Frases de Millôr Fernandes - Quem mata o tempo não é assa...

Quem mata o tempo não é assassino, mas sim um suicida.
Millôr Fernandes
Significado e Contexto
A citação 'Quem mata o tempo não é assassino, mas sim um suicida' opera numa inversão conceptual poderosa. Ao invés de considerar o desperdício de tempo como um ato neutro ou um simples vício, Millôr Fernandes eleva-o à categoria de um ato contra a própria existência. O termo 'assassino' implica uma ação dirigida a outrem, com uma vítima externa. Ao negar esta condição e afirmar que se trata de um 'suicida', o autor desloca a consequência para o próprio indivíduo. Matar o tempo significa aniquilar momentos da própria vida, oportunidades de crescimento, aprendizagem e experiência. É um processo de autonegligência que, gota a gota, diminui o potencial e a realização pessoal. Num tom educativo, podemos entender que a frase alerta para a necessidade de consciência e intencionalidade no uso do nosso recurso mais finito: o tempo. Não se trata apenas de produtividade no sentido capitalista, mas de uma gestão consciente que honra a própria vida e as suas possibilidades.
Origem Histórica
Millôr Fernandes (1923-2012) foi um dos mais importantes humoristas, escritores, dramaturgos e jornalistas brasileiros do século XX. Conhecido pelo seu humor inteligente, crítico e filosófico, muitas das suas frases e aforismos refletiam uma visão aguda da condição humana e da sociedade. Esta citação enquadra-se perfeitamente no seu estilo: usa o paradoxo e a ironia para transmitir uma verdade profunda de forma concisa e memorável. A obra de Millôr é vasta, com contribuições em publicações como 'O Pasquim', e os seus aforismos são frequentemente citados em contextos de reflexão pessoal e filosófica.
Relevância Atual
Esta frase mantém uma relevância extraordinária na era contemporânea, marcada pela aceleração digital e pela cultura da distração. As redes sociais, o entretenimento em fluxo contínuo e a multitarefa compulsiva criam infinitas formas de 'matar o tempo' de forma passiva e inconsciente. A citação serve como um alerta urgente contra a procrastinação crónica e o consumo passivo de conteúdo. Num mundo onde a atenção é um bem escasso e valioso, a mensagem de Millôr Fernandes convida a uma reconexão com a intencionalidade, a focarmo-nos no que verdadeiramente importa e a investir o tempo em atividades que enriquecem a vida, em vez de a esvaziarem. É um antídoto filosófico para a sensação de vazio e falta de propósito que muitos experienciam.

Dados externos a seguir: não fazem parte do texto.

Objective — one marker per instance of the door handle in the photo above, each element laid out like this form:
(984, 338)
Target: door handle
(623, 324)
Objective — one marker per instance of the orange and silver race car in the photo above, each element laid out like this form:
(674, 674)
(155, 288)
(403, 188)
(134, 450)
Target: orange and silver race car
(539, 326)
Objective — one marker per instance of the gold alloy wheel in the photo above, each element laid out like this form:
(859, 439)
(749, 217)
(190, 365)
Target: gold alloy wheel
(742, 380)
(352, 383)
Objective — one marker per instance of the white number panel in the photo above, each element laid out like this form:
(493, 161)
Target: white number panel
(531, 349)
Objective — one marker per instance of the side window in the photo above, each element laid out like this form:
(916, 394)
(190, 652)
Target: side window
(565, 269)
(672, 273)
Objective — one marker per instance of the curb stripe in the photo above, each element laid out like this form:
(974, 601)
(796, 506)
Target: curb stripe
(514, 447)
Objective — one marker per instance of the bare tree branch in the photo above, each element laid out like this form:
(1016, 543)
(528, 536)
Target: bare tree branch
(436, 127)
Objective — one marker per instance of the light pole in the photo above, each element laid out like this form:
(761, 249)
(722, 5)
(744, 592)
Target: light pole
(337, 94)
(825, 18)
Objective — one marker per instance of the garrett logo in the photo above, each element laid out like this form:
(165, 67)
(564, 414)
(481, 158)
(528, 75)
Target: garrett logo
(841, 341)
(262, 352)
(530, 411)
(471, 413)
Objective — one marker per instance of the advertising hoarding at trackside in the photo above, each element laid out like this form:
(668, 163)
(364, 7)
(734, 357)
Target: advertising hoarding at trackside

Fonte Original: A citação é um aforismo típico da vasta produção de Millôr Fernandes. Embora amplamente difundida e atribuída a ele, pode não ter uma origem num livro ou obra específica singular, sendo parte do seu repertório de frases e pensamentos publicados em diversas colunas, crónicas e antologias ao longo da sua carreira.
Citação Original: Quem mata o tempo não é assassino, mas sim um suicida.
Exemplos de Uso
- Num workshop de gestão de tempo, o formador citou Millôr Fernandes para sublinhar que a procrastinação é uma forma de autossabotagem.
- Um artigo sobre saúde mental usou a frase para discutir a importância de atividades intencionais em contraste com o 'scroll' infinito nas redes sociais.
- Um coach de vida partilhou a citação nas redes sociais, incentivando os seguidores a refletirem sobre como investem as suas horas diárias.
Variações e Sinônimos
- O tempo perdido nunca mais se recupera.
- Tempo é vida.
- Não adies para amanhã o que podes fazer hoje.
- A vida é aquilo que nos acontece enquanto estamos ocupados a fazer outros planos.
- Quem não tem tempo para cuidar da saúde, um dia terá de arranjar tempo para a doença.
Curiosidades
Millôr Fernandes era conhecido por criar neologismos e brincar com a língua portuguesa. O seu nome artístico surgiu de uma brincadeira: ao tentar assinar 'Milton' (seu verdadeiro nome era Milton Viola Fernandes) ainda criança, escreveu 'Millôr', e o erro ficou para sempre.